You don’t say? Suddenly, I felt naked and exposed. As skeptical as I was about this entire process, Jay managed to pull a sliver (or 10!) of convincing out of me. I think my eyes bugged out of my skull a time or two — especially when she spoke of the years of teenage angst and rebellion screaming right out of my chart. “You’ve always been a wild card. You’ve always had the desire to be free, think for yourself and go your own way, but it really started in your teenage years,” she says.
She continued to offer up her explanation, through the lens of Astrology, of why some women experience more issues than others when it comes to their mothers, their reproductive health and their processing of emotions. Basically, she says we can blame it all our Earth’s natural satellite.
“As Earth’s Moon enters different phases, our menstrual cycles end and begin. A well-placed and aspected moon [in a natal chart] generally tells the story of a woman with a balanced childhood and emotional life, while an afflicted moon tells the story of woman with blockages that stem from their mother and emotional pain,” she says. “No matter where our moon is placed and how our moon is aspected, understanding our moon tells us about our womb health, family health, and emotional health. As women, we are the moon.”
Having dealt with the tragic loss of my birth mother in childhood, the most astrologically-minded would likely presume that my moon status — and, thus, mother situation — is 50 shades of afflicted. “I definitely see some significant issues with a misconnection to your mother in the moon aspect of your chart,” says Jay.

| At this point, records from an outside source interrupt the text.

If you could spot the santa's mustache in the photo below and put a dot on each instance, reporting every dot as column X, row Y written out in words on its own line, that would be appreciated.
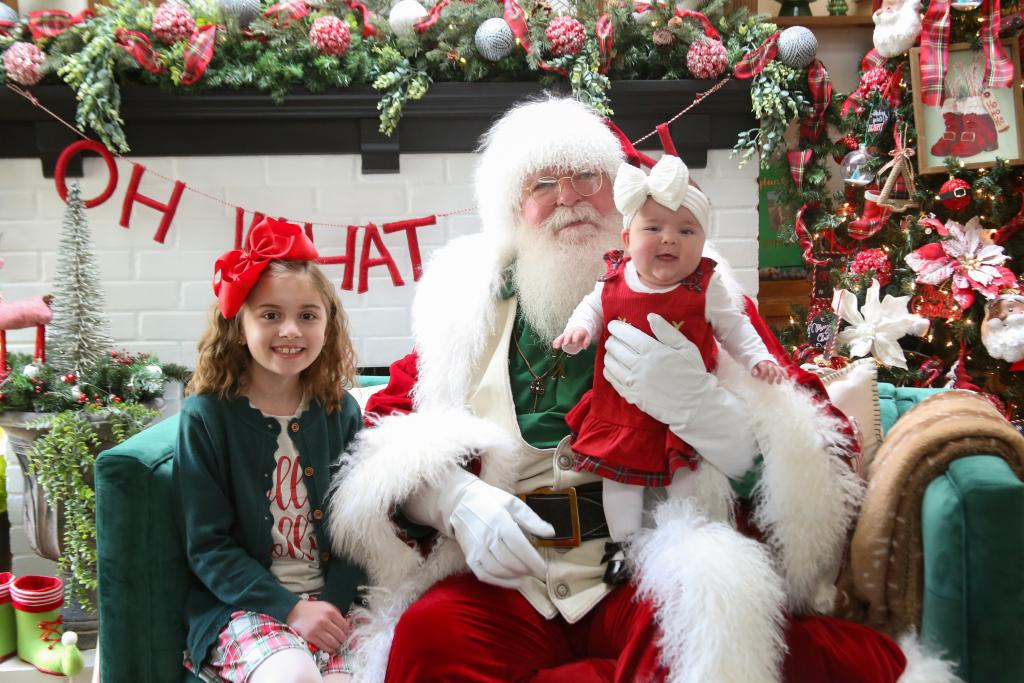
column 561, row 217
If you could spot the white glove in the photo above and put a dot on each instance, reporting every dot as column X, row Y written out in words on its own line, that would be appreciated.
column 666, row 378
column 486, row 522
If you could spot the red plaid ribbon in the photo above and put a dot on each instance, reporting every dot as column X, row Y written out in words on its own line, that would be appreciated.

I can’t be sure if I’m entirely convinced of these natal chart moon placement sentiments, but they are certainly intriguing. I think, perhaps, every person’s Astrological blueprint, including its moon aspect, may serve as a guide to our general natures and behavioral inclinations, but we shouldn’t feel like slaves to it.
New Moon Intentions & Full Moon Manifestations
“You’ll want to always launch a new business or announce a project when the moon is waxing.”
Those words were posted up by a small business owner in a Facebook group, while discussing the Astrology of marketing and strategy planning in business. “I always set my business intentions when the Moon is new, and watch them manifest or make them known publicly when the Moon nears being full,” she says, in response to a direct message I sent to her.
Along with the dozens in the group who seemed to harmonize with her goal-setting stance, she swears the good stuff always comes to fruition when the night sky is aglow.
Well-known blogger, speaker and spiritual enthusiast Sarah Prout has a podcast episode, “New Moon Rituals and the Power of Intention Setting,” devoted entirely to this topic. In it, she gifts her listeners with five key steps, complete with the gathering of candles, oils and crystals, to align themselves with the lunar cycles – solely for the purpose of anchoring abundance in the most heightened areas of their lives.
Maybe there is some scientific merit to all of this glorification of the Moon. But maybe, above all, it just provides us with a sense of connection to an entity far more prominent than we are – one that is elusive, rocky and orbiting around us without fail. Carl Sagan once said it most eloquently, “The reappearance of the crescent Moon after the new Moon; the return of the Sun after a total eclipse, the rising of the Sun in the morning after its troublesome absence at night were noted by people around the world; these phenomena spoke to our ancestors of the possibility of surviving death. Up there in the skies was also a metaphor of immortality.”